2: I’m capable of more than I realize.
3: The trip will be what it is and I’m only in control of
how I experience that.
4: Just when I think I’ve got it all figured out,
comeuppance is right around the corner.
5: I’m on my own to figure stuff out, no matter how warmly
technology might embrace me when I’m dry and getting a signal.
6: Not every ride is a fun one: sometimes I just have to put
my head down and go.
***Taking the Animal, Vegetable, Mineral approach, my mortal
enemies are: the long-finned eel (all eels in general really), eggplant, and
gravel.
The trip:
10/19: NYC
to Sydney
10/20:
Sydney airport hotel
10/21:
Christchurch
10/22: Twizel
10/23: Omaru
10/24:
Dunedin
10/25:
Dunedin
10/26:
Dunedin
10/27:
Dunedin (rain day)
10/28: Invercargill
10/29:
Invercargill (motorcycle museum & yarn shopping!)
10/30: Te
Anau
10/31: Te
Anau (broken sensor & GLOWWORMMAGGOTS)
11/1: Fox
Glacier
11/2: Fox
Glacier (glacier, KIWI)
11/3: Fox
Glacier (rain)
11/4: Fox
Glacier (more rain)
11/5: To Christchurch
and the airport; overnight in Sydney
11/6: Kiama
11/7: Kiama
(rain)
11/8:
Canberra
11/9: Canberra
(KOALAS)
11/10:
Jindabyne
11/11: Lakes
Entrance
11/12: Lakes
Entrance
11/13:
Torquay
11/14:
Worramnboll
11/15:
Bendingo
11/16:
Beechworth (ECHINDA)
11/17: Beechworth
(more yarn!)
11/18:
Beechworth
11/19:
Bathurst
11/20: Karuah
11/21: Karuah
11/22:
Kandos
11/23: Kandos
(rain/wind)
11/24: Dubbo
(dubbo!)
11/25:
Tamworth
11/26: Port
MacQuarie
11/17: Sydney
11/28:
Sydney
11/29: NYC
In conclusion, maybe the most poignant moment of the past six
weeks.

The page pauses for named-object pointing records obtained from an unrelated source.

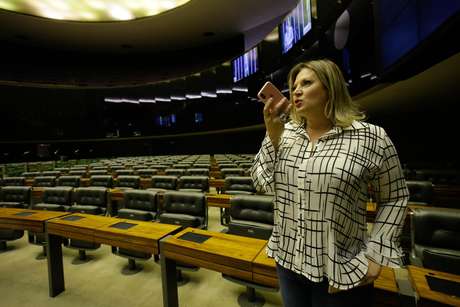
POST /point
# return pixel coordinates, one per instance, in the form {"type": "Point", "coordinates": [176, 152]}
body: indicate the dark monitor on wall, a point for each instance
{"type": "Point", "coordinates": [245, 65]}
{"type": "Point", "coordinates": [295, 25]}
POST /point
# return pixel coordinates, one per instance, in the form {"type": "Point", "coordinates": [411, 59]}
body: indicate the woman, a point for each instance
{"type": "Point", "coordinates": [319, 166]}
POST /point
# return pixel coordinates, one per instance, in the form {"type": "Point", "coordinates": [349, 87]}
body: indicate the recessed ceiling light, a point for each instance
{"type": "Point", "coordinates": [91, 10]}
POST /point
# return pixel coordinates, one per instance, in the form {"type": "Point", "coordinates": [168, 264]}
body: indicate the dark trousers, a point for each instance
{"type": "Point", "coordinates": [298, 291]}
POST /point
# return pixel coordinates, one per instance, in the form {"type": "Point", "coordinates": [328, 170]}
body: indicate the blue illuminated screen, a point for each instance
{"type": "Point", "coordinates": [198, 117]}
{"type": "Point", "coordinates": [295, 25]}
{"type": "Point", "coordinates": [402, 25]}
{"type": "Point", "coordinates": [245, 65]}
{"type": "Point", "coordinates": [166, 121]}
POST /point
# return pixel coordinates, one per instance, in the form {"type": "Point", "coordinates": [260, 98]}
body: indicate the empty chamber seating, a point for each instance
{"type": "Point", "coordinates": [13, 197]}
{"type": "Point", "coordinates": [14, 181]}
{"type": "Point", "coordinates": [68, 181]}
{"type": "Point", "coordinates": [44, 181]}
{"type": "Point", "coordinates": [198, 172]}
{"type": "Point", "coordinates": [101, 181]}
{"type": "Point", "coordinates": [137, 205]}
{"type": "Point", "coordinates": [238, 185]}
{"type": "Point", "coordinates": [90, 200]}
{"type": "Point", "coordinates": [194, 183]}
{"type": "Point", "coordinates": [160, 182]}
{"type": "Point", "coordinates": [251, 216]}
{"type": "Point", "coordinates": [225, 172]}
{"type": "Point", "coordinates": [184, 208]}
{"type": "Point", "coordinates": [54, 199]}
{"type": "Point", "coordinates": [436, 239]}
{"type": "Point", "coordinates": [128, 182]}
{"type": "Point", "coordinates": [147, 172]}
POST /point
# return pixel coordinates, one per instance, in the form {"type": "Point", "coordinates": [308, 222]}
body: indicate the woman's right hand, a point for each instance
{"type": "Point", "coordinates": [273, 123]}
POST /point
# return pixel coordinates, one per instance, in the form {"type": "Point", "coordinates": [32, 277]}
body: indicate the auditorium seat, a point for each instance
{"type": "Point", "coordinates": [175, 172]}
{"type": "Point", "coordinates": [187, 209]}
{"type": "Point", "coordinates": [137, 205]}
{"type": "Point", "coordinates": [101, 181]}
{"type": "Point", "coordinates": [53, 199]}
{"type": "Point", "coordinates": [95, 172]}
{"type": "Point", "coordinates": [147, 172]}
{"type": "Point", "coordinates": [251, 216]}
{"type": "Point", "coordinates": [164, 182]}
{"type": "Point", "coordinates": [68, 181]}
{"type": "Point", "coordinates": [56, 172]}
{"type": "Point", "coordinates": [88, 200]}
{"type": "Point", "coordinates": [30, 174]}
{"type": "Point", "coordinates": [435, 236]}
{"type": "Point", "coordinates": [225, 172]}
{"type": "Point", "coordinates": [14, 181]}
{"type": "Point", "coordinates": [193, 183]}
{"type": "Point", "coordinates": [44, 181]}
{"type": "Point", "coordinates": [198, 172]}
{"type": "Point", "coordinates": [77, 172]}
{"type": "Point", "coordinates": [124, 172]}
{"type": "Point", "coordinates": [127, 182]}
{"type": "Point", "coordinates": [238, 185]}
{"type": "Point", "coordinates": [13, 197]}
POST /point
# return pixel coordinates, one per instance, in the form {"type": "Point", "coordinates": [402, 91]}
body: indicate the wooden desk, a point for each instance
{"type": "Point", "coordinates": [143, 237]}
{"type": "Point", "coordinates": [12, 218]}
{"type": "Point", "coordinates": [264, 270]}
{"type": "Point", "coordinates": [265, 274]}
{"type": "Point", "coordinates": [418, 276]}
{"type": "Point", "coordinates": [229, 254]}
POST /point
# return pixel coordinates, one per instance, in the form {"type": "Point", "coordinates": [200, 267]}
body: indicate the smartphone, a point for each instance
{"type": "Point", "coordinates": [269, 90]}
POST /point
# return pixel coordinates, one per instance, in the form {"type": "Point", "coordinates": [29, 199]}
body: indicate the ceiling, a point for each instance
{"type": "Point", "coordinates": [184, 40]}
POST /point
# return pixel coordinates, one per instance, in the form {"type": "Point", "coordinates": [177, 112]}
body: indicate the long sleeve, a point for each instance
{"type": "Point", "coordinates": [392, 196]}
{"type": "Point", "coordinates": [263, 168]}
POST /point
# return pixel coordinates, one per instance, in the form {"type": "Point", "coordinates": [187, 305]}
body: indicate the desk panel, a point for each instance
{"type": "Point", "coordinates": [418, 276]}
{"type": "Point", "coordinates": [34, 222]}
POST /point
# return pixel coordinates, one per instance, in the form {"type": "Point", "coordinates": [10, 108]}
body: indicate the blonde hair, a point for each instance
{"type": "Point", "coordinates": [340, 108]}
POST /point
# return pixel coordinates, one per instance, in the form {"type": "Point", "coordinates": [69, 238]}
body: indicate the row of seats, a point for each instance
{"type": "Point", "coordinates": [195, 183]}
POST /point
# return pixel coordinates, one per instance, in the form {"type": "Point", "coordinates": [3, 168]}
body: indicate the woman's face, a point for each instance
{"type": "Point", "coordinates": [308, 93]}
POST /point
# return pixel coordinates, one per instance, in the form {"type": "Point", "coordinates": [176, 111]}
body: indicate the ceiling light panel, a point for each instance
{"type": "Point", "coordinates": [91, 10]}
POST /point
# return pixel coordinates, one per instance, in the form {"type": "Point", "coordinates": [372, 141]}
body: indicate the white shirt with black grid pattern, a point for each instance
{"type": "Point", "coordinates": [321, 193]}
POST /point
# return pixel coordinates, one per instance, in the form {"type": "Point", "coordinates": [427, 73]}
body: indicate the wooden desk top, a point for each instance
{"type": "Point", "coordinates": [229, 254]}
{"type": "Point", "coordinates": [265, 273]}
{"type": "Point", "coordinates": [264, 269]}
{"type": "Point", "coordinates": [421, 286]}
{"type": "Point", "coordinates": [10, 219]}
{"type": "Point", "coordinates": [387, 280]}
{"type": "Point", "coordinates": [143, 236]}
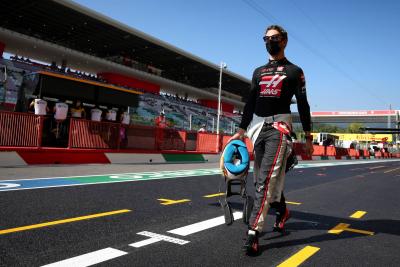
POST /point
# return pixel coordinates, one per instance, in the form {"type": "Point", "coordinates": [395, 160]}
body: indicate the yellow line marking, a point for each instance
{"type": "Point", "coordinates": [214, 195]}
{"type": "Point", "coordinates": [299, 257]}
{"type": "Point", "coordinates": [358, 214]}
{"type": "Point", "coordinates": [338, 229]}
{"type": "Point", "coordinates": [377, 167]}
{"type": "Point", "coordinates": [34, 226]}
{"type": "Point", "coordinates": [292, 203]}
{"type": "Point", "coordinates": [391, 170]}
{"type": "Point", "coordinates": [166, 202]}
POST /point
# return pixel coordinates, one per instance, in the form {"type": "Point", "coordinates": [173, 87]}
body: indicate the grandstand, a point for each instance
{"type": "Point", "coordinates": [181, 84]}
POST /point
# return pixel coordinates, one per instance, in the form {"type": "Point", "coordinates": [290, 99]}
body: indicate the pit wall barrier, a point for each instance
{"type": "Point", "coordinates": [29, 139]}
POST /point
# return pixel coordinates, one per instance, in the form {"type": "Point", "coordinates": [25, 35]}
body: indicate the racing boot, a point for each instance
{"type": "Point", "coordinates": [250, 247]}
{"type": "Point", "coordinates": [281, 219]}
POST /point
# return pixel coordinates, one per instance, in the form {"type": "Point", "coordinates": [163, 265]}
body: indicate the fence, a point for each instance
{"type": "Point", "coordinates": [29, 130]}
{"type": "Point", "coordinates": [20, 129]}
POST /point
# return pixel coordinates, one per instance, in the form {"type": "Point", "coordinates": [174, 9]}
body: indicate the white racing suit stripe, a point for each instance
{"type": "Point", "coordinates": [271, 149]}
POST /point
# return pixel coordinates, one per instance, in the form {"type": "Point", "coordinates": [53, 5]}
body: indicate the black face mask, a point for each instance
{"type": "Point", "coordinates": [273, 48]}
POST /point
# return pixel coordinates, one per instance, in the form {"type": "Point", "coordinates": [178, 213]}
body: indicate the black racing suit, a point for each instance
{"type": "Point", "coordinates": [272, 89]}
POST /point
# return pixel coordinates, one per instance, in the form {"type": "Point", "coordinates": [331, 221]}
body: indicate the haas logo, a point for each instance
{"type": "Point", "coordinates": [271, 85]}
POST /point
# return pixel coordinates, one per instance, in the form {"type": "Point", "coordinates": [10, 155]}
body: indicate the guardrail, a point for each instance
{"type": "Point", "coordinates": [29, 130]}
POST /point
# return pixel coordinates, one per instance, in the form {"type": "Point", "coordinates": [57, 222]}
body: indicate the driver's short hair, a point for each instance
{"type": "Point", "coordinates": [280, 29]}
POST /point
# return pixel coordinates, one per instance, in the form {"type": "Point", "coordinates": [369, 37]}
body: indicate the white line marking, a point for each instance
{"type": "Point", "coordinates": [200, 226]}
{"type": "Point", "coordinates": [155, 238]}
{"type": "Point", "coordinates": [89, 258]}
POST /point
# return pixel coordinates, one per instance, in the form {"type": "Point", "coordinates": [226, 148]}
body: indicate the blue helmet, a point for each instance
{"type": "Point", "coordinates": [235, 160]}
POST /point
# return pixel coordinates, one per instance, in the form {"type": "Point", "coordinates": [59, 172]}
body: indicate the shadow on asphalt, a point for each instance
{"type": "Point", "coordinates": [311, 221]}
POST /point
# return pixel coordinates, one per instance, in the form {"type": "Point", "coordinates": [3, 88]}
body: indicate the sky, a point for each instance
{"type": "Point", "coordinates": [348, 49]}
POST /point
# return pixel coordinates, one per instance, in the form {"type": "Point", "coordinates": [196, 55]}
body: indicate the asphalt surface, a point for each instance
{"type": "Point", "coordinates": [328, 196]}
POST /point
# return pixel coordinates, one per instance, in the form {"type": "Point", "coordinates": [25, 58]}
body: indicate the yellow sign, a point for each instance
{"type": "Point", "coordinates": [363, 137]}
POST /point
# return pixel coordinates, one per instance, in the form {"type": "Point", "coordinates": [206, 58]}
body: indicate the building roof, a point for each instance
{"type": "Point", "coordinates": [71, 25]}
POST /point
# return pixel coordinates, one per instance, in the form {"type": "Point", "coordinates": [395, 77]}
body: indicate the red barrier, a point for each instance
{"type": "Point", "coordinates": [93, 134]}
{"type": "Point", "coordinates": [20, 129]}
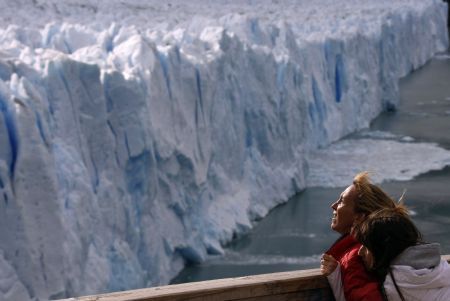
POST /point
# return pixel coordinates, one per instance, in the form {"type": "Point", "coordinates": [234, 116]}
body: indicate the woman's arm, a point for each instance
{"type": "Point", "coordinates": [330, 267]}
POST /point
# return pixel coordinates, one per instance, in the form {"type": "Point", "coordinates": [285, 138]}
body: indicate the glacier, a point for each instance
{"type": "Point", "coordinates": [137, 136]}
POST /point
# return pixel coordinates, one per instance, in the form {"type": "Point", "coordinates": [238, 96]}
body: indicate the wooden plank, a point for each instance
{"type": "Point", "coordinates": [223, 289]}
{"type": "Point", "coordinates": [293, 285]}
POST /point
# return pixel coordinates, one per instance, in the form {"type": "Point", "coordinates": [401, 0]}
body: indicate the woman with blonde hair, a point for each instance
{"type": "Point", "coordinates": [393, 250]}
{"type": "Point", "coordinates": [341, 263]}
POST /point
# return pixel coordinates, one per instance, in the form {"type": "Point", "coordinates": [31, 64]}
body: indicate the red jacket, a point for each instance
{"type": "Point", "coordinates": [358, 284]}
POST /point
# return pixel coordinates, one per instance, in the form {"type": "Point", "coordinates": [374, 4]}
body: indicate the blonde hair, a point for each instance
{"type": "Point", "coordinates": [370, 197]}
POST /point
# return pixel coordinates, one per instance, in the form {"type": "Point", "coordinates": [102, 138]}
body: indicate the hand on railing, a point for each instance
{"type": "Point", "coordinates": [327, 264]}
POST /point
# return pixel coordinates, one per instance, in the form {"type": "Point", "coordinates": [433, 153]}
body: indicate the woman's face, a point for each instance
{"type": "Point", "coordinates": [366, 256]}
{"type": "Point", "coordinates": [344, 214]}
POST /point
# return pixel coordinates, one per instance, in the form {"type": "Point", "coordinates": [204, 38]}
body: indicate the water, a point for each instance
{"type": "Point", "coordinates": [294, 235]}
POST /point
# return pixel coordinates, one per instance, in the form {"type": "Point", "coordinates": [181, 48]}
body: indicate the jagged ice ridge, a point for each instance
{"type": "Point", "coordinates": [138, 136]}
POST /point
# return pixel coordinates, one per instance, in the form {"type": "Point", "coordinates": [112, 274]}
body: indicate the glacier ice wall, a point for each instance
{"type": "Point", "coordinates": [130, 148]}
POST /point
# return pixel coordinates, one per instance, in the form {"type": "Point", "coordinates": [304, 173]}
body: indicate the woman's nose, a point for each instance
{"type": "Point", "coordinates": [334, 205]}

I followed this guy around for ages and s/he pretended to be cool with
it and then finally lost his/her bottle and found a place to bury his/her face
in the grass and hope I went away.
I was so fascinated by this creature that I took ruthless
advantage of his/her stillness to creep even closer. It was only when I was so
close I could see his/her little sides heaving that I realized I might be being
a terrorist so either the echidna is a heavy breather as a matter of course or
this particular creature somehow sensed my deepest desire, for it and me and
the emu and Turbo and the koalas and some platypus and a bunch of macropods to
all go live together happily ever after. I gave that dream one last moment then
bid it farewell and tip-toed away. Despite how he (did you know all orange cats are male??? and all tortoiseshell cats are female?????) looks like an angel while sleeping, Turbo would be a nightmare in that household
and surely the echidna would never forgive me.